The school offers three radio stations and two TV stations which suits Zack’s purpose as he hopes to be on either, possibly as a sports commentator.
And then there is the possibility of a really good internship as well.
Zack thinks he will probably pursue his career elsewhere.
“I’m originally from Chicago, so I’m thinking Chicago, New York or Los Angeles,” he said, adding, “that’s where it’s happening.”
Zack said during his freshman year he probably wrote two news articles with just a bit more in his sophomore year. But then he started listening to radio more, and by the time he walked into his first radio station at a local university, “I just knew.”
And then came the senior night football game where as the “voice of the Braves,” he was asked to do color commentary for a local radio station.

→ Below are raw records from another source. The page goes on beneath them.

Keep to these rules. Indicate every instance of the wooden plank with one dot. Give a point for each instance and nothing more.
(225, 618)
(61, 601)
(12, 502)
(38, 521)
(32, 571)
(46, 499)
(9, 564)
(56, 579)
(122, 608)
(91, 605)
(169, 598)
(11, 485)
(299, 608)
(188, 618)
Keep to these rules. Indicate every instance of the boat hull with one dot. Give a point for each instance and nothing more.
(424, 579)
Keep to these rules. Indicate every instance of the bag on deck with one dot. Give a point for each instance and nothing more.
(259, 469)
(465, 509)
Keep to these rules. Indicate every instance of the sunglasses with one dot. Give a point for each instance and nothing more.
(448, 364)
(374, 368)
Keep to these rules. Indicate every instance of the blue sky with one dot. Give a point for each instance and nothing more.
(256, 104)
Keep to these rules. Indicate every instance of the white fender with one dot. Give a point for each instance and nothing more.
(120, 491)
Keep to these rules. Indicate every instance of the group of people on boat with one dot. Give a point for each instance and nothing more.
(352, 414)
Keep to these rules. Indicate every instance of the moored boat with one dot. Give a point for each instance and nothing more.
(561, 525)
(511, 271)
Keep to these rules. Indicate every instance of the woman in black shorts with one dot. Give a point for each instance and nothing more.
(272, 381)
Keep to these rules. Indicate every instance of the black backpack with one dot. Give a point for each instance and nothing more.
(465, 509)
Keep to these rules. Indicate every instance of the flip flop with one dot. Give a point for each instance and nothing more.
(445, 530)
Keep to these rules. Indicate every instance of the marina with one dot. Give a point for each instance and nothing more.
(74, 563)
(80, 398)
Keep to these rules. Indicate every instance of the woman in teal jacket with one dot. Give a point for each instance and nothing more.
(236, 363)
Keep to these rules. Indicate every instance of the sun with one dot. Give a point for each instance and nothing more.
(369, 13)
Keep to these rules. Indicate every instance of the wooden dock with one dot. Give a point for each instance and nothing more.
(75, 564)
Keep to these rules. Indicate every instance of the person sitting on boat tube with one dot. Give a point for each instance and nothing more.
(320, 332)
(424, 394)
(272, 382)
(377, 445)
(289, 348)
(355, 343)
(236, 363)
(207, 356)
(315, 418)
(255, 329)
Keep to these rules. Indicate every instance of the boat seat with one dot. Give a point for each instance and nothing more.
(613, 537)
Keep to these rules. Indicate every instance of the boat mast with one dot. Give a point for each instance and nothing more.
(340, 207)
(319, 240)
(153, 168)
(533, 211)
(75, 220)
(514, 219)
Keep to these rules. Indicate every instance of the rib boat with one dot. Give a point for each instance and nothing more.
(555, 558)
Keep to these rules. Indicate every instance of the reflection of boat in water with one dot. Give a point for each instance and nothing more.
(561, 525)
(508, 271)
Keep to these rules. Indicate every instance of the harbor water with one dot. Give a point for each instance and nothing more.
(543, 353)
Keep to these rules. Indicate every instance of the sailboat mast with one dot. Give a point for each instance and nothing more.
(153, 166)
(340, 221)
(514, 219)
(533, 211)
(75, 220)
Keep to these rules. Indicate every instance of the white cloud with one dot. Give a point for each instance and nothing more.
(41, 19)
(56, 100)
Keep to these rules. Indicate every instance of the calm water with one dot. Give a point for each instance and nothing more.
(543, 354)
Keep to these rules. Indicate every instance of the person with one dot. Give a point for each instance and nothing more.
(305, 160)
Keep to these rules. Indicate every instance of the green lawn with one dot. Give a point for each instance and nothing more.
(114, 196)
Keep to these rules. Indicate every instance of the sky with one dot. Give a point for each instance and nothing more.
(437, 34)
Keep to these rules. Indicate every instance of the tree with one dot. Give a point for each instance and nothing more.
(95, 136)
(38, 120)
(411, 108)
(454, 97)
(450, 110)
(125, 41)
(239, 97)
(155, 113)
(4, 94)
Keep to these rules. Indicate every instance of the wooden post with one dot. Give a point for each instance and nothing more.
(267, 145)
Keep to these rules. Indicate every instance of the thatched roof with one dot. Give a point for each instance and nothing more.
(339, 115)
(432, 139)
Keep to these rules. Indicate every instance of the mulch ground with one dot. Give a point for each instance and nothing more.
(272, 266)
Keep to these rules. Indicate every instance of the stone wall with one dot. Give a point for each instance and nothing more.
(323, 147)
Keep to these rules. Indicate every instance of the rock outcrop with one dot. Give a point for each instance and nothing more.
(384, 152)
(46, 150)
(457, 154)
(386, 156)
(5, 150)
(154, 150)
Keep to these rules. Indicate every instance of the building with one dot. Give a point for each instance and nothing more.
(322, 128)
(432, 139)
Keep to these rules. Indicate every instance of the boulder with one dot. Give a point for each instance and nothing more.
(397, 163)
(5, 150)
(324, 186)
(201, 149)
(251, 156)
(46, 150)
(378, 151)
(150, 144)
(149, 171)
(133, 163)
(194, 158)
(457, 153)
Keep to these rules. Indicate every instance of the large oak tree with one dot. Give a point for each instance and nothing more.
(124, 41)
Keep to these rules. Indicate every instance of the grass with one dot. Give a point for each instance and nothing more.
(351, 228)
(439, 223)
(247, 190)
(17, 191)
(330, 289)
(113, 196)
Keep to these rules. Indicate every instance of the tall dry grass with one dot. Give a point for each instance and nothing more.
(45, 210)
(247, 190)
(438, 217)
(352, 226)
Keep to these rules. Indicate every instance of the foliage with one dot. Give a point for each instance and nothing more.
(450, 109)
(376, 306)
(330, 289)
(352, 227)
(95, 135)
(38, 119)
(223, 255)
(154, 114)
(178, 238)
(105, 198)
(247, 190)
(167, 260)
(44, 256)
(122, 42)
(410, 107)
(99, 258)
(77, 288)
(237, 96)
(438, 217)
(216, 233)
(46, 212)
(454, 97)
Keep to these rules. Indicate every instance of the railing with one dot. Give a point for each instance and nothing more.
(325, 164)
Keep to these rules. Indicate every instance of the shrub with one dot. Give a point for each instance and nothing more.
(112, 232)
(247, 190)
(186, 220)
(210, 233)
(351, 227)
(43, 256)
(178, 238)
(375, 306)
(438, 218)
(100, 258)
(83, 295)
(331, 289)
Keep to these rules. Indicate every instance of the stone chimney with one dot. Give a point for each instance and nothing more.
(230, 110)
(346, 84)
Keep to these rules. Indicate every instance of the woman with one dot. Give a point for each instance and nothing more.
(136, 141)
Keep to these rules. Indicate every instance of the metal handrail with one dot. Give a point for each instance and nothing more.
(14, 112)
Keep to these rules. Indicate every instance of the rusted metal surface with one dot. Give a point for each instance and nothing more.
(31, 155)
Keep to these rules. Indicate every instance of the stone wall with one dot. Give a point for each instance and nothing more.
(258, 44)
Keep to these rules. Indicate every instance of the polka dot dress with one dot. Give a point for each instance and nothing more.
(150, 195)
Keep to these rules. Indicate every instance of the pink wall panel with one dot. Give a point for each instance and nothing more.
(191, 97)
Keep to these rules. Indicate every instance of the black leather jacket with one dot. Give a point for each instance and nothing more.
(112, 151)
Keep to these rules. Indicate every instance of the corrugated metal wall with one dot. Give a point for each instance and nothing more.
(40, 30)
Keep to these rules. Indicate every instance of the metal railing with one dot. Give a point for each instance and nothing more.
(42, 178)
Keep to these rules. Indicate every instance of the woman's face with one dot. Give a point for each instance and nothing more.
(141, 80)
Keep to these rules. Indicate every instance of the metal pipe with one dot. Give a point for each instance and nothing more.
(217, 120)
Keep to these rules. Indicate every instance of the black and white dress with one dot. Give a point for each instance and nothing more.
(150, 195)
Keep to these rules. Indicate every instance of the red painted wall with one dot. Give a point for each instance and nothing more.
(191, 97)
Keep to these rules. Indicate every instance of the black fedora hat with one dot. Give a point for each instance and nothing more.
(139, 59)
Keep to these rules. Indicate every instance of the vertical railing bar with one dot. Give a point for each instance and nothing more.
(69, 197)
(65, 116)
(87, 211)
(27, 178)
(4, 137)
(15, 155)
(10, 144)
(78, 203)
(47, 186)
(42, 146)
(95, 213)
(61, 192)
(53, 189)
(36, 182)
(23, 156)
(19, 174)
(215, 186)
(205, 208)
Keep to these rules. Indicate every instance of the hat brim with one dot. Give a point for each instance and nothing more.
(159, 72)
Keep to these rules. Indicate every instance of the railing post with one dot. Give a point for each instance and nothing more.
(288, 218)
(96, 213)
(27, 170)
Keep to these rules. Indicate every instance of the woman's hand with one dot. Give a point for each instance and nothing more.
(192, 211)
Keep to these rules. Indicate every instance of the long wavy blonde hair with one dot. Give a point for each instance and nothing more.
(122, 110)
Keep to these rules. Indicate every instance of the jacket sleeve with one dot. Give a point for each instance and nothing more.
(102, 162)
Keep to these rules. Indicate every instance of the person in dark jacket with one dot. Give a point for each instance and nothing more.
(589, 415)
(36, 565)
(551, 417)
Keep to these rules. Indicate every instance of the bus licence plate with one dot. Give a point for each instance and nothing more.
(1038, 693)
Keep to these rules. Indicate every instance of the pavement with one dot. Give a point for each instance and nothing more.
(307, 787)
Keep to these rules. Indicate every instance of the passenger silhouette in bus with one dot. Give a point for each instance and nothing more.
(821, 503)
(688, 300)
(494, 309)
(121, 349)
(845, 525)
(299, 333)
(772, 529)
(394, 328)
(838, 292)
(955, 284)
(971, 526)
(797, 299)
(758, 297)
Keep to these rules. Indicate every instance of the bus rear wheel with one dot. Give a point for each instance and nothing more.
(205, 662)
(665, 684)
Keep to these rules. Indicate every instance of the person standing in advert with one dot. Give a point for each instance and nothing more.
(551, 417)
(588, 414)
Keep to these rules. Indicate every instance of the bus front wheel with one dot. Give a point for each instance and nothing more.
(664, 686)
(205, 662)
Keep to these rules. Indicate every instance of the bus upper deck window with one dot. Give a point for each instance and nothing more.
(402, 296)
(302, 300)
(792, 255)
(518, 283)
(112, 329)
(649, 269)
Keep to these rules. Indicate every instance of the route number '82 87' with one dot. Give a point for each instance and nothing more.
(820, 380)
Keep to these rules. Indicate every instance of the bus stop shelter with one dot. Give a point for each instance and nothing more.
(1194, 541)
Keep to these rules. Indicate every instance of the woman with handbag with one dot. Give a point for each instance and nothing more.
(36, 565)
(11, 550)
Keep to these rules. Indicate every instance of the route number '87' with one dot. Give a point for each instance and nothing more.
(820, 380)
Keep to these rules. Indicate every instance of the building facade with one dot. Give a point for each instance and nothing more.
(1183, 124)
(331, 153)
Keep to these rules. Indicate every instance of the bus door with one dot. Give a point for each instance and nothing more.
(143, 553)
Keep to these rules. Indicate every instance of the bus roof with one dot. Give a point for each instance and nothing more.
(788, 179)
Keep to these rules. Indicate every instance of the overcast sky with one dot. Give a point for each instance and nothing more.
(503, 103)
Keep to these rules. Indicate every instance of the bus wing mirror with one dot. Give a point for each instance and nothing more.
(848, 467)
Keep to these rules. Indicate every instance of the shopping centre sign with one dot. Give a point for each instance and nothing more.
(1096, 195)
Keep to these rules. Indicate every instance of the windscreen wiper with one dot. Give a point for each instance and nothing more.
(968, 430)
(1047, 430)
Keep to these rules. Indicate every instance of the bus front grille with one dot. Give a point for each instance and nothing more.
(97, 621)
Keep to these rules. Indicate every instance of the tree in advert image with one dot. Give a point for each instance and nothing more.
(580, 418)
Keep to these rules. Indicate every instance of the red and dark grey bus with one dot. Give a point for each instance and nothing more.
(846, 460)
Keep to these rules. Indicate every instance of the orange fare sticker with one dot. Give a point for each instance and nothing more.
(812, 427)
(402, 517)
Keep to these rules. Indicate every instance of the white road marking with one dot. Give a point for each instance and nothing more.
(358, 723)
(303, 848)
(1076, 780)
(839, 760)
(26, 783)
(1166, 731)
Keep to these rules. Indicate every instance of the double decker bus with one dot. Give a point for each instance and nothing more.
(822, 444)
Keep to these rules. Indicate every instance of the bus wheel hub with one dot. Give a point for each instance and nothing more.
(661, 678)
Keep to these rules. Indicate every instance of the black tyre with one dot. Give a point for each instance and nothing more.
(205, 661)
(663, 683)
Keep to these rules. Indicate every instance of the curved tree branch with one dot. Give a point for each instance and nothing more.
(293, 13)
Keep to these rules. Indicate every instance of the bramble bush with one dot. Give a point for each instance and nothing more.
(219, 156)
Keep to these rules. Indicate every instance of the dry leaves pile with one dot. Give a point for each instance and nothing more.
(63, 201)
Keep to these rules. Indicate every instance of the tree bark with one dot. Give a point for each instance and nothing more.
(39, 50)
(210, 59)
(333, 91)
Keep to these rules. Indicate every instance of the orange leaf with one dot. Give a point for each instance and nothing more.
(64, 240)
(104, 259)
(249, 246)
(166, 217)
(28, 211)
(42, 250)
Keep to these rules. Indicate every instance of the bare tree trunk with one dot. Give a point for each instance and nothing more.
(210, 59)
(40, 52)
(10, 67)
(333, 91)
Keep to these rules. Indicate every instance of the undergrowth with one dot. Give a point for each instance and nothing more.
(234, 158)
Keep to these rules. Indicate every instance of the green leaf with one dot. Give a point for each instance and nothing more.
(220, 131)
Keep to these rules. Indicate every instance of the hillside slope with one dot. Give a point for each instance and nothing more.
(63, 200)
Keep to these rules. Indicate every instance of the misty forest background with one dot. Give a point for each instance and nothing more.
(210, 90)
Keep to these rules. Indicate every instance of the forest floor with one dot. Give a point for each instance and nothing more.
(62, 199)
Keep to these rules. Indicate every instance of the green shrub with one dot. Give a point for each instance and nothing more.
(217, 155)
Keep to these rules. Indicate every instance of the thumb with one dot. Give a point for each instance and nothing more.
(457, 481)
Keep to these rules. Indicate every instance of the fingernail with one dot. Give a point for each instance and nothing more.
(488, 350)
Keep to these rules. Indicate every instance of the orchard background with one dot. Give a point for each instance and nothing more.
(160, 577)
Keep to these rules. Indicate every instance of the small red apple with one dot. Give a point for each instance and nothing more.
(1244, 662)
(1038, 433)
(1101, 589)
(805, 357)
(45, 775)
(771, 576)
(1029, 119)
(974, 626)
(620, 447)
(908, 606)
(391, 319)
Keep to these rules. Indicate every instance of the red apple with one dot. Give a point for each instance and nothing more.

“My entire family listened that night,” he said, smiling. “I think I did pretty well that night. It was the first time I had headsets on. Wow. You’ve got to talk a lot as the game goes on. But it becomes more and more natural, and you get into a zone.”
“I have Zack in my broadcast video class, and he’s one of the executive producers. He’s an expert in Final Cut Express (video editing software), and taught himself a lot of the program,” said high school journalism teacher Jessica Roads. “He truly is the ‘voice of Olentangy,’ and I wish him the best of luck next year at Syracuse. Though, I don’t know what I’ll do without him in Broadcast next year — he’s taught me more about editing than I’ve taught him I’m sure!”
Zack said he thinks the “whole radio aspect came into focus the last couple of years.”
But it may go back to first grade when he got a football video game. He would call the game as he played, providing the color commentary even then.
He admitted to never playing a football or baseball game in his life, but growing up a Chicago sports fan, he said while he never played, “it’s instinctive.”
Jay Wolfe, Olentangy’s athletic director, said, “He is a great example of one who loves sports and wants to be involved in any aspect of it. He was a statistician for football and is the voice of the Braves at most athletic events. He will be studying broadcast journalism at Syracuse next year. His drive is to be a sports broadcaster someday.”
Going to most of the school’s games anyway, he said he volunteers as announcer for the school. Besides football, he calls most home basketball games for both boys and girls,junior varsity football, most boys and girls soccer and most volleyball games.
“I have enthusiasm. More than some,” he said confident of his work for the school.
Zack also was on stage during his sophomore and junior years. Yet he looks at his work in the theater as a hobby.
“Maybe I’ll do it again at some point. I like spot roles. I prefer to focus on broadcasting,” he said.
Zack also focuses on his studies, taking Chinese through Ohio State University.
“I’m completing foreign language credits for both high school and college right now,” he said. “It was different moving here junior year. I was in limbo for a while not knowing if (his family was) going to move or not.”
But then once in Olentangy, he said he found it “awesome. I was able to announce, take AP classes. I was offered every opportunity. The opportunities here pushed me to be able to be in that 350.”
Looking ahead for the rest of his senior year, Zack thinks will do baseball in the spring.
“Then there is graduation and senior prom,” he said, adding in his spare time, he plays poker and watches sports with friends.
Hoping to get into a radio or TV station in the summer, he said, “It’s important to get your foot in the door. Everything pays off with one ‘yes.’”
Zack is the son of xxxxx and xxxx of xxxxx.